Cynthia A Gierhart is Associate in Holland & Knight's Washington D.C. office
Christine N Walz is a Partner in Holland & Knight's New York office.
On April 22, 2019, the Supreme Court considered the scope of a Freedom of Information Act (FOIA) exemption allowing the government to withhold from public disclosure confidential business records that companies submit to the federal government. Food Marketing Institute v. Argus Leader Media, Case No. 18-481 (U.S., argued Apr. 22, 2019).
Under FOIA, all public records are presumed open, and they may be withheld from public disclosure only if one or more of the nine exemptions set forth in the statute are met. One of those exemptions – Exemption 4 – permits the government to withhold "trade secrets and commercial or financial information obtained from a person [that is] privileged or confidential." 5 U.S.C. § 552(b)(4).
In Food Marketing Institute v. Argus Leader Media, the Court is considering the meaning of "confidential," as used in Exemption 4. Since a 1974 District of Columbia Circuit Court decision, "confidential" has widely been interpreted to mean that disclosure of the information would be likely "(1) to impair the Government's ability to obtain necessary information in the future; or (2) to cause substantial harm to the competitive position of the person from whom the information was obtained." See Nat'l Parks & Conservation Ass'n v. Morton, 498 F.2d 765, 770 (D.C. Cir. 1974).
In this case, the business seeking to withhold information – Food Marketing Institute – and the government are advocating for a broader interpretation of Exemption 4. They argued in their briefing and at oral argument that the plain language of the statute does not require proof that disclosure would cause harm to a competitive position.

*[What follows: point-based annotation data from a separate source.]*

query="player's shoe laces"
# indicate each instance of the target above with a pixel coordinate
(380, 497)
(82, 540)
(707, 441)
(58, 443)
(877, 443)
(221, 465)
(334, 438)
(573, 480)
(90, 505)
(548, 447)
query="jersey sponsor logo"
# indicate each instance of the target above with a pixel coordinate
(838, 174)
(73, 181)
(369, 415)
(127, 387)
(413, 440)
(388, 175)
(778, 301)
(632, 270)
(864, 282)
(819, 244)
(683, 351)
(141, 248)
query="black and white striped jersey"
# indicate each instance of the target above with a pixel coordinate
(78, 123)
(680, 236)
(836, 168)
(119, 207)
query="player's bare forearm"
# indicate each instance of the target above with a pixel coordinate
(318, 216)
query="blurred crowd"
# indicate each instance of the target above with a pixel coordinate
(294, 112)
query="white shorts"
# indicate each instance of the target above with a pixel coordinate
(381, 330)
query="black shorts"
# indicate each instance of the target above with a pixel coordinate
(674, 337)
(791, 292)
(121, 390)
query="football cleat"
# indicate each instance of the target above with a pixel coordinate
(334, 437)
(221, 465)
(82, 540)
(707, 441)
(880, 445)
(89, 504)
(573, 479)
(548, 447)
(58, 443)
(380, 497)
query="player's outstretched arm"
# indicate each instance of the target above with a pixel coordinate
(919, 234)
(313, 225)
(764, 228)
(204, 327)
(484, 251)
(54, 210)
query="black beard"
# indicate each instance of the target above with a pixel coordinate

Instead, they argue that "confidential" must be interpreted according to its ordinary meaning – that is, any information that the business has kept private and not publicly disclosed.
On the other side, the Argus Leader newspaper in Sioux Falls, South Dakota – which submitted a FOIA request for information about the Supplemental Nutrition Assistance Program (SNAP) program that would have revealed information about Food Marketing Institute's participation in SNAP – argued that a subjective reading of the term "confidential" would be detrimental to the public and against the longstanding interpretation by federal courts. If the Court interprets "confidential" to give it the meaning advocated by Food Market Institute, the newspaper argued that businesses could unilaterally decide whether their information in government hands should be disclosed, which would run contrary to the longstanding judicial construction of the term.
Given the amount of information that private entities submit to government agencies each year, the outcome of this case could substantially alter the breadth of information disclosed under FOIA regarding private businesses' interaction with the federal government.